Effectiveness of Physiotherapy for Osteoporotic Spinal Fracture

July 7, 2025 updated by: University of Melbourne

Effectiveness of Physiotherapy for Vertebral Osteoporotic Fracture: a Randomised Controlled Pilot Trial

The aim of this pilot study was to determine the effect of physiotherapy on impairments and health-related quality of life in people with a painful osteoporotic spinal fracture.
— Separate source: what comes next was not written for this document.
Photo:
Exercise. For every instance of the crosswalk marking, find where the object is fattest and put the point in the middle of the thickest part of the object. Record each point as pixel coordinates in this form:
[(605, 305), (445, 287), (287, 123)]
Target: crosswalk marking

It is hypothesised that physiotherapy will reduce impairments and improve quality of life in this patient group.

Study Overview

Status

Completed

Conditions

Intervention / Treatment

Study Type

Interventional

Enrollment (Actual)

20

Phase

  • Phase 2

Contacts and Locations

This section provides the contact details for those conducting the study, and information on where this study is being conducted.

Study Locations

  • Australia
    • Victoria
      • Melbourne, Victoria, Australia, 3010
        • School of Physiotherapy, University of Melbourne

Participation Criteria

Researchers look for people who fit a certain description, called eligibility criteria. Some examples of these criteria are a person's general health condition or prior treatments.

Eligibility Criteria

Ages Eligible for Study

50 years and older (Adult, Older Adult)

Accepts Healthy Volunteers

No

Description

Inclusion Criteria:

  • if female, at least five years post-menopause
  • aged > 50 years
  • primary osteoporosis defined as DXA T score < -2.5 at either the spine or proximal femur with at least one morphometric vertebral crush fracture sustained between 3 months to 2 years previously
  • back pain/discomfort in thoracic or lumbar region felt at least weekly within the last 6 months
  • stable dose of medication for treatment of osteoporosis (eg. hormone replacement therapy, bisphosphonates)
  • community dwelling and able to attend for treatment
  • English speaking

Exclusion Criteria:

  • secondary causes of bone loss such as osteomalacia, glucocorticoid medication etc.
  • co-morbidities that would interfere with participation in exercise such as severe heart or pulmonary disease, inflammatory joint disease, severe osteoarthritis, psychiatric condition
  • acute vertebral fracture in past 3 months
  • signs and symptoms arising from nerve root compression
  • back pain radiating into the lower limb
  • previous participation in a formal pain management program for back pain
  • physiotherapy for back pain in the past 6 months
  • allergic reaction to adhesive tape or poor skin condition that would prevent use of tape

Study Plan

This section provides details of the study plan, including how the study is designed and what the study is measuring.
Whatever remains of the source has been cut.